Thanks to the availability of a large number of pathway databases constructed by the research community, computational and experimental biologists now have access to rich information regarding the genes involved in each specific biological pathway. The knowledge in these databases (which will be briefly described in the following section) may be acquired via either hands-on experimental studies or online literature mining of published articles. Once the pathway affiliation of all the genes is determined, the significance of the differential expression of the pathways across samples belonging to distinct phenotype groups can be assessed. For example, after assembling gene expression profiles from both normal and cancer cell lines, the varying activities of disease-related pathways between the two groups can be computed. Gene Set Enrichment Analysis [39] is a well-known computational method to identify pathways enriched for genes showing different expression patterns across different conditions (e.g. cancer versus normal) or treatment groups (e.g. different compounds). See [40] for a good review and method comparison. This class of approaches has the advantage of clear biological interpretation; however, it relies on the prior knowledge of gene sets (genes in the same pathway or related to the same disease), which is still far from complete. Moreover, under many circumstances, only a subset of genes in a pathway exhibit expression alteration, and testing on the whole set may lead to false negative results [41].

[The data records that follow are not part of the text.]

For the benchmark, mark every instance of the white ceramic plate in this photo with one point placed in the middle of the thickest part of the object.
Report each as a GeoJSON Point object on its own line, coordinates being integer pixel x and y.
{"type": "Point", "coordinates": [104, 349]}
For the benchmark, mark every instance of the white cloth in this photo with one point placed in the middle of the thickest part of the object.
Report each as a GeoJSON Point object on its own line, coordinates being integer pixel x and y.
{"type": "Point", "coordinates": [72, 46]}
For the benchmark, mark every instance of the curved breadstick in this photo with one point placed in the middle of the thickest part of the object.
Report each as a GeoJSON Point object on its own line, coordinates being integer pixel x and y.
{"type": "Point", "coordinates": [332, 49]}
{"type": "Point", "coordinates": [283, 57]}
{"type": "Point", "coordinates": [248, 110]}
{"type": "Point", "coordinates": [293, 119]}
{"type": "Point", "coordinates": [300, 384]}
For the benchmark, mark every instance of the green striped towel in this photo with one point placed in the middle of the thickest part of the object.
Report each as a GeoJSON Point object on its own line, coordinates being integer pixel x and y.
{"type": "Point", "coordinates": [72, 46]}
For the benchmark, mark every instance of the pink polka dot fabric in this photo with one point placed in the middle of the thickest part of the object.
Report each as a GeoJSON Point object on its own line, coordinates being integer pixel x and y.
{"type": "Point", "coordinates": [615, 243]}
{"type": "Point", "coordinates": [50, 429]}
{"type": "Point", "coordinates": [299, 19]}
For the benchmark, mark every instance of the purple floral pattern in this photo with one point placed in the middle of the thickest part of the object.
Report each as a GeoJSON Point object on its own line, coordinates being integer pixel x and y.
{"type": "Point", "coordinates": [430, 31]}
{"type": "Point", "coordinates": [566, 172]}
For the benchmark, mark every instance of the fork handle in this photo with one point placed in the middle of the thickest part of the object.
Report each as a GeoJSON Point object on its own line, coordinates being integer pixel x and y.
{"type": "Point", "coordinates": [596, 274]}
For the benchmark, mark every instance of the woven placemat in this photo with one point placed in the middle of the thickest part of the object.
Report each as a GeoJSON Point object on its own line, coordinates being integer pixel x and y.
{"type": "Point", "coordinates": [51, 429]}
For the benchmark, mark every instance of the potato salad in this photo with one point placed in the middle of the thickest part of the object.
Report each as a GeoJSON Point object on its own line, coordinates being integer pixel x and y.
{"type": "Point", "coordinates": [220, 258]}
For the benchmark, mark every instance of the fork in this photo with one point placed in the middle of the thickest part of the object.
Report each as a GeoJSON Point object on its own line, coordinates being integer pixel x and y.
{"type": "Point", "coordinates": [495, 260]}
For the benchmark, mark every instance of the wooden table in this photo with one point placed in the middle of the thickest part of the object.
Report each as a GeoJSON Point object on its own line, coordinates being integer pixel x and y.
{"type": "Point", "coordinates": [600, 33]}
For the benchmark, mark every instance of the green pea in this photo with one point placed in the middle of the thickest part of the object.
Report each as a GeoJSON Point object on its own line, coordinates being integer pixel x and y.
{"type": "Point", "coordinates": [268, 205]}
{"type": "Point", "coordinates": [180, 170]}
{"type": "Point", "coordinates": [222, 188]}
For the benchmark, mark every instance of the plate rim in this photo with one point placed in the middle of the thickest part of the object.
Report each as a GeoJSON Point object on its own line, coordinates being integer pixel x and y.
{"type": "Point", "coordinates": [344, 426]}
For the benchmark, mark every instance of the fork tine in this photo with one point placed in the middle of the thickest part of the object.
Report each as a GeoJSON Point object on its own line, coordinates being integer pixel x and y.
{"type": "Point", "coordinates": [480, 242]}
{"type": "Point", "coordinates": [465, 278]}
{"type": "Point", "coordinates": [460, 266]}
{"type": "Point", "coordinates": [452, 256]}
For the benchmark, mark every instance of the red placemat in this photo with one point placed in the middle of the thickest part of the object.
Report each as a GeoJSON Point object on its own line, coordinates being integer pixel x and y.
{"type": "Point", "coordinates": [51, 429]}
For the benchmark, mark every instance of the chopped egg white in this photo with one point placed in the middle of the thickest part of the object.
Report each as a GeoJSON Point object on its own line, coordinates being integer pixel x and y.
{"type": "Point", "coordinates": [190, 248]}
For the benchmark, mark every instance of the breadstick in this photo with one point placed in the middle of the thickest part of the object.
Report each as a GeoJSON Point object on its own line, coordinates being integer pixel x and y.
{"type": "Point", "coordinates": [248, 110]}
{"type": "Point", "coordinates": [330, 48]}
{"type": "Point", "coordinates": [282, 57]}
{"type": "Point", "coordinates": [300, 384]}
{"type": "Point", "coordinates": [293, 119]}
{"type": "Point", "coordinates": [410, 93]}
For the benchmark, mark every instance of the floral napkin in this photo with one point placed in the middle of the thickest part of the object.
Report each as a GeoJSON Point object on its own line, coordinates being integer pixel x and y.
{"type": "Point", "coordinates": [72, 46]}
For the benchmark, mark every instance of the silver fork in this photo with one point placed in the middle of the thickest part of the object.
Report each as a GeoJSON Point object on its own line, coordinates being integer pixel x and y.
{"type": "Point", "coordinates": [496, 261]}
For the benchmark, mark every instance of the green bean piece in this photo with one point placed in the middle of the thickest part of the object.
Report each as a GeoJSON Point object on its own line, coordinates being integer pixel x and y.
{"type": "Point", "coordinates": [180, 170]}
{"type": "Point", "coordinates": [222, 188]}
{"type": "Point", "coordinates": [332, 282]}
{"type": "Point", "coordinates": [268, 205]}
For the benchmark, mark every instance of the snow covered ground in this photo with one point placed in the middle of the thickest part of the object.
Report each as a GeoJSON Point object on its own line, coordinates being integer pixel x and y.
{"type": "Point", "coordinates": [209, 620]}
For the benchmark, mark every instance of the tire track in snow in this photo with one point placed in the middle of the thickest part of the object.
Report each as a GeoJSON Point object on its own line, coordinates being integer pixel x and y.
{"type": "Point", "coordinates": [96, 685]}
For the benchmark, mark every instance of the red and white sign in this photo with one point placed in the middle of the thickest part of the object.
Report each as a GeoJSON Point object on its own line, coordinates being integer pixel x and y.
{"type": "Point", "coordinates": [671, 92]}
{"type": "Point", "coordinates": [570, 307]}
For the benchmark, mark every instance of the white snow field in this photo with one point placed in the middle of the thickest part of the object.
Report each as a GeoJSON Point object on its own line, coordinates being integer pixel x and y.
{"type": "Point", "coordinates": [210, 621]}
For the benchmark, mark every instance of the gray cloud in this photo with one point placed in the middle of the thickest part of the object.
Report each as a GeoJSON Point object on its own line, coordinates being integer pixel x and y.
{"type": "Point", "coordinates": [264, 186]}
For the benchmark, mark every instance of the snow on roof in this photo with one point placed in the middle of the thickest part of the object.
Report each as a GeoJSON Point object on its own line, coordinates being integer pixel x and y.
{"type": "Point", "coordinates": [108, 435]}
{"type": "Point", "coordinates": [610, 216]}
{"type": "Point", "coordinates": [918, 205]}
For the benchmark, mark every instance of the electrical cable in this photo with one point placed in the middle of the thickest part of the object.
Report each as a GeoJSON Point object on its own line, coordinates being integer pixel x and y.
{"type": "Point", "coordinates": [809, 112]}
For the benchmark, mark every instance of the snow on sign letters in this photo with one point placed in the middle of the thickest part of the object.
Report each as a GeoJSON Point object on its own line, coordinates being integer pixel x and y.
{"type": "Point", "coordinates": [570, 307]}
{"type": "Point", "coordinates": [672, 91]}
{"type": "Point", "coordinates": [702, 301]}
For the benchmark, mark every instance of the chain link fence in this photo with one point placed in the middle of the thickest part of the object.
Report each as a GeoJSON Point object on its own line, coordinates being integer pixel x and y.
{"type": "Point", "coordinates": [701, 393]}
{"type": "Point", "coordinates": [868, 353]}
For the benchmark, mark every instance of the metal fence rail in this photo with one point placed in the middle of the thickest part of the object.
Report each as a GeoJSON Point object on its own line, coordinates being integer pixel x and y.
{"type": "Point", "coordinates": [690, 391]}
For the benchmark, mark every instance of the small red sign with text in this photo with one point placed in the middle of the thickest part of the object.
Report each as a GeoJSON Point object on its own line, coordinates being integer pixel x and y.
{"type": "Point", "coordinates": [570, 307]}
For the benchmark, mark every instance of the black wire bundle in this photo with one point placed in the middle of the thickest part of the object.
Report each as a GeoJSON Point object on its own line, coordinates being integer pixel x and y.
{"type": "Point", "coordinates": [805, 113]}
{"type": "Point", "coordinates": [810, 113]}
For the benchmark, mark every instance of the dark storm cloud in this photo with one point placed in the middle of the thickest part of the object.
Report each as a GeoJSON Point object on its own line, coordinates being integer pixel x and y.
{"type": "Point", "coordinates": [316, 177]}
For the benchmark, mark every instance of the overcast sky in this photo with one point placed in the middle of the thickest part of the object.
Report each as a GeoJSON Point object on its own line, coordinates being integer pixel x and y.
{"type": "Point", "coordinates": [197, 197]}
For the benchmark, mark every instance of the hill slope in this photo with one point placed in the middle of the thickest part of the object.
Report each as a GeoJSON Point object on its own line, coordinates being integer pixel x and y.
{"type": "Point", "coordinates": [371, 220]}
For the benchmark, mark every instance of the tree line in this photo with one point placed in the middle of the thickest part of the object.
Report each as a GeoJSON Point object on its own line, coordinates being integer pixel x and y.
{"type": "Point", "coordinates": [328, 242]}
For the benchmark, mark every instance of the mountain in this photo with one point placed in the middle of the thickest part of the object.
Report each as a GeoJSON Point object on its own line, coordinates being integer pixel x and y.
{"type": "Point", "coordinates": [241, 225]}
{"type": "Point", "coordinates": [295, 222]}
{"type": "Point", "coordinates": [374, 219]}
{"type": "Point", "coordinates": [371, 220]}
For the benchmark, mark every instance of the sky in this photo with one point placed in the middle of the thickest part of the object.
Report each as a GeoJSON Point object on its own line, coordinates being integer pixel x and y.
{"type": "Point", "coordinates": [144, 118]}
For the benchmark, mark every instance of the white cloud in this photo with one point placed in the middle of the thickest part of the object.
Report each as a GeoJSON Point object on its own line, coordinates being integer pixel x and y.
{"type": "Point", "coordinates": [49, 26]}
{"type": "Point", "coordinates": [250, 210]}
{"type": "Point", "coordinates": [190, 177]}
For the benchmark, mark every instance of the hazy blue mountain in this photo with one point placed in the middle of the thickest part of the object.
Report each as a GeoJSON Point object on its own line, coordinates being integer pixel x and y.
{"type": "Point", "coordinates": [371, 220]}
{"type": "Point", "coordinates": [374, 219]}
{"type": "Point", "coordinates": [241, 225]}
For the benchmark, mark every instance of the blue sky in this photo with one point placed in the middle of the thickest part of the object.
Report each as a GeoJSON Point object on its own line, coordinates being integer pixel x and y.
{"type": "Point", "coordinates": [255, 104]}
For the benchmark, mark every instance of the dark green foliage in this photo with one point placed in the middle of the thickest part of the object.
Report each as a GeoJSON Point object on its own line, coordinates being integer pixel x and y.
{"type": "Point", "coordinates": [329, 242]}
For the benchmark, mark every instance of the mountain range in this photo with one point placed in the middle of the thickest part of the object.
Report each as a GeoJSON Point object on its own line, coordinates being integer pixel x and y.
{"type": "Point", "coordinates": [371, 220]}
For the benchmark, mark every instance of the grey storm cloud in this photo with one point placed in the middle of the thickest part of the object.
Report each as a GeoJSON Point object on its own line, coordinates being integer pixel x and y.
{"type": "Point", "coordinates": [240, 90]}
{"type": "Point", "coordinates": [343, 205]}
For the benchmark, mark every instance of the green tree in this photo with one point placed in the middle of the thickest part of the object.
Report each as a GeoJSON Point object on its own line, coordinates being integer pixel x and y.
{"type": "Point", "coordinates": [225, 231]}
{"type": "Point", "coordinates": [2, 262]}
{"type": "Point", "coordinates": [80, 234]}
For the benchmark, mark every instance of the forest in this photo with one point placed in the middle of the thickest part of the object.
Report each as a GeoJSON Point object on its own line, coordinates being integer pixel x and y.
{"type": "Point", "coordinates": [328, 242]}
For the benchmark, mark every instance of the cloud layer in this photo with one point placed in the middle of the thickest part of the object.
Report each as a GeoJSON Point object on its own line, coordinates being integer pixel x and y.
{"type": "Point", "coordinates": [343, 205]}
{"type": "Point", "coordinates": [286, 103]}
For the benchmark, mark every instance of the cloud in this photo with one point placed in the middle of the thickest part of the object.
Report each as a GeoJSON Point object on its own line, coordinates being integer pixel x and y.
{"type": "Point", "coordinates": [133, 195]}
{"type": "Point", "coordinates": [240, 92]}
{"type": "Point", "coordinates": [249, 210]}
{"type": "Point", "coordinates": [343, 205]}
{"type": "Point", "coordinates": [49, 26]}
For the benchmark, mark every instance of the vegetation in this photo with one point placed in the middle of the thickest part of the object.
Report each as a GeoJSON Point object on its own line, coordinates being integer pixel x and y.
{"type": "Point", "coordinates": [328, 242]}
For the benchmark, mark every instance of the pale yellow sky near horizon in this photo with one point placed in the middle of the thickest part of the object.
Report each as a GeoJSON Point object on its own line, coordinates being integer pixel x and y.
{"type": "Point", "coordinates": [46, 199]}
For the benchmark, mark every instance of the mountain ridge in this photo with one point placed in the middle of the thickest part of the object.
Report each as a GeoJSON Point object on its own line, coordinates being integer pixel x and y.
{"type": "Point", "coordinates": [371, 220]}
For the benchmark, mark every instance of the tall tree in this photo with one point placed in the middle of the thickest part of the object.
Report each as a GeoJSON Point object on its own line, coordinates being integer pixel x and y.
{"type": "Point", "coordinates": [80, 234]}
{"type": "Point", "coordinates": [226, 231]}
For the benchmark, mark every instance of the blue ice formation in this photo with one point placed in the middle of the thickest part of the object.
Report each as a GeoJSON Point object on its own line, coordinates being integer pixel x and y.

An alternative approach in pathway analysis aims to identify unknown pathways representing biological functional units. In such analyses, the term “pathway” is often used interchangeably with “gene set”, “module” and “network”, which refers to a group of genes without specific topological structures designated. Here the goal is to identify a subset of genes that are most representative of the condition-specific changes. This class of methods usually has two main components: a scoring function quantifying the alternation of a given sub-network between different conditions; and a search algorithm to extract the highest-scoring sub-networks [42]. A seminal work in this field [43] introduced a scoring function which measures the differential expression of individual genes (adjusted for the total number of genes selected), and chose simulated annealing as the search algorithm. A later method [44] used a scoring function which measures gene-gene correlation rather than single gene alternations. Apart from global optimization methods such as simulated annealing, local greedy search algorithms [45–49], mathematical programming methods, and other exact approaches based on graph-theory were also proposed. Recent examples include: mixed integer linear programming model [50], prize-collecting Steiner tree problem (PCST) [51], iterative local optimization algorithm [52], and regression model with diffusion kernel [53]. We also developed a method called “COSINE” (COndition-SpecIfic sub-NEtwork) to consider both differential expression and differential co-expression coupled with a global optimization method for sub-network inference [42]. A comparison of these methods is shown in Table 2. In this table, “node-based” methods are those that focus on differential expressions, “edge-based” methods are those focusing on differential correlations between genes, and methods in the “combined” category consider both types of differences. As for optimization methods, “global optimization” methods try to find the globally optimal sub-networks but usually require longer computational time, whereas “local optimization” methods are faster but the results may be sub-optimal.
Table 2.
Classification of methods for module (aka. sub-network) identification
4.2.3 Useful pathway databases and software
There has been a growing number of pathway databases and analysis software developed among the bioinformatics research community. The journal of Nucleic Acids Research has an annual issue on databases, which provides a good catalog for pathway resources [54]. Many other papers, e.g. [55, 56], also provide excellent reviews on pathway analysis tools.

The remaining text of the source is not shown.